Fuchsia Dunlop, author of my new and beloved cookbook Land of Plenty, in the FT:
I had always believed that it would be easy to seduce a man with my cooking. My childhood role model was Zeralda, the heroine of a picture book by Tomi Ungerer, who saves a town from the menaces of an ogre by showing him that there are more delicious things to eat than children. From the age of seven I gazed at pictures of Zeralda devising recipes in her father’s kitchen, roasting suckling pigs, or icing a cake in a kitchen hung with hare and pheasants, and I longed to be like her. Especially because in the end she marries the ogre, who shaves his shaggy beard to reveal a handsome face, and they live happily ever after.
My own attempts to win men over with my cooking have been disastrous. It all began, I think, with the anorexic boyfriend at university. He was strikingly beautiful and great company but he had an uneasy relationship with food. He treated it like something dangerous, which he had to counter with long hours in the gym. Young and ignorant, I didn’t understand at the time why our dinners together always reminded me of those of Jack Sprat and his wife.
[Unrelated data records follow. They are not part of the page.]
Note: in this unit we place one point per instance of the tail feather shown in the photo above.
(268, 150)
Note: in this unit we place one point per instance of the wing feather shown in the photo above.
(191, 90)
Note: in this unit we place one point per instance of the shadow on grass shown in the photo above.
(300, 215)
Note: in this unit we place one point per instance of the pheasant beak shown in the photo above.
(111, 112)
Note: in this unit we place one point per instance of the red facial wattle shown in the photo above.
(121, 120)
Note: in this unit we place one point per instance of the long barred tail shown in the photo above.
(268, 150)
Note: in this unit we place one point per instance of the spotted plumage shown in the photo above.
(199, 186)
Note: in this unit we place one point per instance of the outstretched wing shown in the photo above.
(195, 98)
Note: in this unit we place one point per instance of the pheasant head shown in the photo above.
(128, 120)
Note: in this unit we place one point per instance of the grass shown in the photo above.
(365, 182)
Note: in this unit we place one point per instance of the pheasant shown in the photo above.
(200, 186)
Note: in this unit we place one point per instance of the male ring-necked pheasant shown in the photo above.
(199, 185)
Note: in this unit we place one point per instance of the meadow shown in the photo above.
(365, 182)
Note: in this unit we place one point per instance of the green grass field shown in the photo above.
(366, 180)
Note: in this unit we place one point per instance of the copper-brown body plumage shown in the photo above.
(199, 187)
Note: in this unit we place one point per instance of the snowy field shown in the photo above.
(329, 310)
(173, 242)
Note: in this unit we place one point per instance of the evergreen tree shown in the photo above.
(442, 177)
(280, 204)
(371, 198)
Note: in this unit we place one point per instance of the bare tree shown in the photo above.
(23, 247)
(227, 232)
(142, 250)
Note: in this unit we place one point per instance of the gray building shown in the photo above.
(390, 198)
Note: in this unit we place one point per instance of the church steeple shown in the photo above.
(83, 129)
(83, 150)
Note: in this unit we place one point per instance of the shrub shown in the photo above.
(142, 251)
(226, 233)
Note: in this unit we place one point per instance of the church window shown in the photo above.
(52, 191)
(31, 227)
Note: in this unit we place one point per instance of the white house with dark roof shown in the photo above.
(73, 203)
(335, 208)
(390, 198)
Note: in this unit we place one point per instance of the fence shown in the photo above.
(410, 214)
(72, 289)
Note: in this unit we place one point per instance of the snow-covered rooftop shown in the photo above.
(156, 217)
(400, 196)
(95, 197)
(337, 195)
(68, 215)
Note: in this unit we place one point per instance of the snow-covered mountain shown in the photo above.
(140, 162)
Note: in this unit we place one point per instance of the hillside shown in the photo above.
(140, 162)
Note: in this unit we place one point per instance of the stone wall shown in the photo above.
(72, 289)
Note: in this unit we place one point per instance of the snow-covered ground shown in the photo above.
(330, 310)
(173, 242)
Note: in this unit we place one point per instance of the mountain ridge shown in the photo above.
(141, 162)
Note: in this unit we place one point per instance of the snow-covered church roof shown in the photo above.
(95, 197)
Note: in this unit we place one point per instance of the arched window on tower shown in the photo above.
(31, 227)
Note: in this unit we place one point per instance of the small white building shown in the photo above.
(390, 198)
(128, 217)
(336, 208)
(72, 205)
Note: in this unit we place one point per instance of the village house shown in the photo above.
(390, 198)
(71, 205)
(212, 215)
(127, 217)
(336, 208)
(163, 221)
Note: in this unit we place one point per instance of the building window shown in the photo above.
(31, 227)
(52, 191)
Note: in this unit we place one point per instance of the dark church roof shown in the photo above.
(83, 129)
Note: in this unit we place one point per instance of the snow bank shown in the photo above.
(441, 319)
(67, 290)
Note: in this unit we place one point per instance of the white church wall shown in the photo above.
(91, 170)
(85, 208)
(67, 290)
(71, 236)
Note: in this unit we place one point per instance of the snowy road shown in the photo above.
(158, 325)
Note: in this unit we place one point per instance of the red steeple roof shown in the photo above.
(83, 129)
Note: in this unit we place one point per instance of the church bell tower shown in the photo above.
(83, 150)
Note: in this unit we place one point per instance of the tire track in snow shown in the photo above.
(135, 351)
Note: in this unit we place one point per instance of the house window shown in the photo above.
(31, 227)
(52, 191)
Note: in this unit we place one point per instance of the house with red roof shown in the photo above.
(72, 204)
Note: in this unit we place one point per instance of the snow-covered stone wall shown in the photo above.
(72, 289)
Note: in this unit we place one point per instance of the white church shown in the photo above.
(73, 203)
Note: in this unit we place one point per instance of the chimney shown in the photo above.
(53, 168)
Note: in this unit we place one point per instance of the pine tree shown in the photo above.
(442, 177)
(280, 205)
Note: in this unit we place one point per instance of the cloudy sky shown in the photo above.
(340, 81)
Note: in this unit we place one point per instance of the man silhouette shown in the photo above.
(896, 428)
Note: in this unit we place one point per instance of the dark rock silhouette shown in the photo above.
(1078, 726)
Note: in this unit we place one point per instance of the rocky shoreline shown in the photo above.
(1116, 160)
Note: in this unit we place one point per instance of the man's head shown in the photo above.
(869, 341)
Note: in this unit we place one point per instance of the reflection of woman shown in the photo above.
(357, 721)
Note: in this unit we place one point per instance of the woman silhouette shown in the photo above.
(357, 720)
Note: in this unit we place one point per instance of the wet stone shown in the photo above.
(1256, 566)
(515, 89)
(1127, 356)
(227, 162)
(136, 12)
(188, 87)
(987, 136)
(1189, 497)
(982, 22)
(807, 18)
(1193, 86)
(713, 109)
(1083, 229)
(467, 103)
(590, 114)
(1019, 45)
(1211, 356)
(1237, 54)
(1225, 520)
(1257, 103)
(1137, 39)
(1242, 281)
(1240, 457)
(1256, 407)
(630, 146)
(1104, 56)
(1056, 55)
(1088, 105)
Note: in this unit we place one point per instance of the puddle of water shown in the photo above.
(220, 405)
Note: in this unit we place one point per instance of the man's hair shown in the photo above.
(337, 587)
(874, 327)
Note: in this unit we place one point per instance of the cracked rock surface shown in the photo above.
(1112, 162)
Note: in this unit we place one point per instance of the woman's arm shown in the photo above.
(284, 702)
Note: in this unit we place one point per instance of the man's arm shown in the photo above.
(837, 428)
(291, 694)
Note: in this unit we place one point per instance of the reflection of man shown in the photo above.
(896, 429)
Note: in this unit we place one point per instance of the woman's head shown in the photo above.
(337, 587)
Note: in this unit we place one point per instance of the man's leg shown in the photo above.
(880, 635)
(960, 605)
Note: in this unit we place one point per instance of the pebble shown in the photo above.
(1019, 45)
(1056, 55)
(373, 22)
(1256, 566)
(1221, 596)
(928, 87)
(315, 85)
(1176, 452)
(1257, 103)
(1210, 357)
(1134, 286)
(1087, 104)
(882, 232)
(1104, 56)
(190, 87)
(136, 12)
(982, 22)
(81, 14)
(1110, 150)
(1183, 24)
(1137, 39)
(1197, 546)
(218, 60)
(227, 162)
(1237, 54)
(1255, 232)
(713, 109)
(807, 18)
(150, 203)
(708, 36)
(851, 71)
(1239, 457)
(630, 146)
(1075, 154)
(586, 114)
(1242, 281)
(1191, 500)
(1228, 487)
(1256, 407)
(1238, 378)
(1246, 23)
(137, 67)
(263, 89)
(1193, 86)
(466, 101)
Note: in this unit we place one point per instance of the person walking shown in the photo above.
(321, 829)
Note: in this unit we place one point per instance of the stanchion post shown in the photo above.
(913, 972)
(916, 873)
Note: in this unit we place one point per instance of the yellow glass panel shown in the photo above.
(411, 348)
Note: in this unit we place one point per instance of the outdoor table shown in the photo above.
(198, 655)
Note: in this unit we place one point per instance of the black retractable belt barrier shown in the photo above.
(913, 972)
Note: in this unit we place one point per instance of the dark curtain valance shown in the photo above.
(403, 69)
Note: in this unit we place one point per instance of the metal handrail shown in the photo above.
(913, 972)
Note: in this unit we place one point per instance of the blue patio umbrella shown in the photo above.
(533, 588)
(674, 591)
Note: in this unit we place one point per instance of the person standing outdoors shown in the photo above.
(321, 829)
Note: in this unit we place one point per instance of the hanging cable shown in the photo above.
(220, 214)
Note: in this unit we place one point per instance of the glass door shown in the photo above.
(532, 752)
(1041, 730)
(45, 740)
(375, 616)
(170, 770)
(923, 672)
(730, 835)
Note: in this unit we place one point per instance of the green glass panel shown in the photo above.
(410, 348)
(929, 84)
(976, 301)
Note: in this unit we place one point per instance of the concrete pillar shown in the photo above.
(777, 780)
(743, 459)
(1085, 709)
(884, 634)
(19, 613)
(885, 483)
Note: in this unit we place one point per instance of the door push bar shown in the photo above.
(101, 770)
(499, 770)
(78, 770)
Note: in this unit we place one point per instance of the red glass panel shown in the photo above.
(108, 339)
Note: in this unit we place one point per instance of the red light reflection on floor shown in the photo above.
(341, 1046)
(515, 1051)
Later, while working in London, I cooked for another man I was beginning to like very much: a roast chicken, anointed with lemon juice and fine olive oil, sprinkled with herbs. It was one of the best roast fowl I’d ever cooked. But he, too, was neurotic about his weight, so he peeled off the crisp, golden skin, the most exquisite part of the bird, and left it at the side of his plate, where it slowly congealed. I think my feelings for him dimmed from that moment on.